14. Suicide Precautions may only be discontinued based upon the physician s reassessment of the patient s suicidal risk and documentation of the absence of risk for self injury. 15. The least restrictive, but most effective means of patient supervision available must be utilized, which includes the need to transfer to Behavioral Medicine Services as soon as possible. 16. Clinical reassessment by physician of the risk must be documented every 24 hours in the progress notes. 17. A patient who is unconscious, comatose or unresponsive due to medical condition does not require direct observation since they are incapable of selfharm. However, any unresponsive patient must be assessed by the RN for level of consciousness and intent and ability for self harm at a minimum of every shift and as needed. The patient will be placed under direct observation if it is assessed that the patient is capable of self harm until the medical team has established that the patient is not at risk for self harm and direct observation is no longer necessary.

Documentation Requirements: 1. Suicide Risk Screening and Modified SAD PERSONS assessment 2. Patient s constant supervision and person(s) supervising 3. Room Search and removal of potentially dangerous items 4. Presence of visitors 5. Physician clinical reassessment of suicidal risk and documentation of absence of risk for self injury, for discontinuation of suicide precautions. 6. Provision of National Suicide Prevention Hotline number upon discharge.

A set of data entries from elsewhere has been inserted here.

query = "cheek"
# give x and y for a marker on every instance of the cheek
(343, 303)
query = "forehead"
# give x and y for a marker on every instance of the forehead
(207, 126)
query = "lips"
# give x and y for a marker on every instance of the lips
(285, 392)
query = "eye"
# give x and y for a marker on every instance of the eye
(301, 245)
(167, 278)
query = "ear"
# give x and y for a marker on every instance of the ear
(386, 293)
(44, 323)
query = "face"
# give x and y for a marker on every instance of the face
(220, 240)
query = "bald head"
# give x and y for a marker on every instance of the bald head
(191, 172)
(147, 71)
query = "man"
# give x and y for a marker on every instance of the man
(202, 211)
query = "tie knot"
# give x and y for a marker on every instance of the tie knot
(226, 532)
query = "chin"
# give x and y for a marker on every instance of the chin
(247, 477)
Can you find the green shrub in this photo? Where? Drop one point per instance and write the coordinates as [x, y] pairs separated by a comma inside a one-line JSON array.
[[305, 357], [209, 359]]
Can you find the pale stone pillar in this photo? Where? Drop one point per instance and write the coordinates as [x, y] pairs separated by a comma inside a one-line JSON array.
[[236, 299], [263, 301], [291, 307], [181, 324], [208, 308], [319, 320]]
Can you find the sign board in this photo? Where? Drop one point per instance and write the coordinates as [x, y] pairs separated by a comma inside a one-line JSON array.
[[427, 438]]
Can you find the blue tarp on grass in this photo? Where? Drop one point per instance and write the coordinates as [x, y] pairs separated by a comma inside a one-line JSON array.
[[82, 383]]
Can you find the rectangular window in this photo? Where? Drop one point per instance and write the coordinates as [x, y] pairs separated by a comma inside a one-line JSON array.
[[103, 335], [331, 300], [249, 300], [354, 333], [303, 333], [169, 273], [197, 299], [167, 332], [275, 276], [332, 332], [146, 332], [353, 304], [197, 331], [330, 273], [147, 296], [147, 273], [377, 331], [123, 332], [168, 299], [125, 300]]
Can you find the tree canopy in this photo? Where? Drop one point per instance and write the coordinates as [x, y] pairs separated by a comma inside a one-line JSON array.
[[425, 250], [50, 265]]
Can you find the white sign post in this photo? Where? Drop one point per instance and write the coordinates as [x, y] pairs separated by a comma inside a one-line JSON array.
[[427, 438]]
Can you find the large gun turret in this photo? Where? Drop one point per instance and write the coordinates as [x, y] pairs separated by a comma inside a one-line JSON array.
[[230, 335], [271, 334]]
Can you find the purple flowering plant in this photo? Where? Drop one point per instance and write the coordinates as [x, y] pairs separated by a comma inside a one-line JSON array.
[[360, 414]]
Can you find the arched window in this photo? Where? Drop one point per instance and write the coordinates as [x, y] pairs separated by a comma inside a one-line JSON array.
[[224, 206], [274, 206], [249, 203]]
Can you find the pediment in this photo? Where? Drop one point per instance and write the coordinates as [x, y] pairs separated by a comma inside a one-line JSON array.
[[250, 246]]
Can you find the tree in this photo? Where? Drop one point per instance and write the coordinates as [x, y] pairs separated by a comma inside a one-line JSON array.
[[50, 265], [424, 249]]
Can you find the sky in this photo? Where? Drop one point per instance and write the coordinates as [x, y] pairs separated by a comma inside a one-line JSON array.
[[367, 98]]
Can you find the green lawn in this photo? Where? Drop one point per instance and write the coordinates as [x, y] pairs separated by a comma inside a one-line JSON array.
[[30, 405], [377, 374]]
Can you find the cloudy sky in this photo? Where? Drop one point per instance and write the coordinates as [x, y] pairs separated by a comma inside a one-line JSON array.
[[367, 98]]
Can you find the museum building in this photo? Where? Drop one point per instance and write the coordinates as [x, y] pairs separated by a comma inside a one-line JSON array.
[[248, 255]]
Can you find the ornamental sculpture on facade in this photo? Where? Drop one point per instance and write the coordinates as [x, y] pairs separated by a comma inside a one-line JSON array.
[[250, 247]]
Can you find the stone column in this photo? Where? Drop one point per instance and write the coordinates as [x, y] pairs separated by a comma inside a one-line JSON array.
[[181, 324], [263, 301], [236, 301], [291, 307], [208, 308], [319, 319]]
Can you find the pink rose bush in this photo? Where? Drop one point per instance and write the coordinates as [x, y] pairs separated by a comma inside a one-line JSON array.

Patient/Significant Other Teaching 1. It is essential that staff explain reasons for constant supervision to Patient and family/support system, with emphasis upon our commitment to patient safety. 2. Instruct patient and family of signs, symptoms and treatment options of depression/suicide risk. 3. Obtain Social Service referral for participation in discharge planning if patient is being discharged from acute or post acute care. 4. Upon discharge, instruct patient to call the National Suicide Prevention Hotline (1 800 273 TALK (8255)). Document provision of phone number.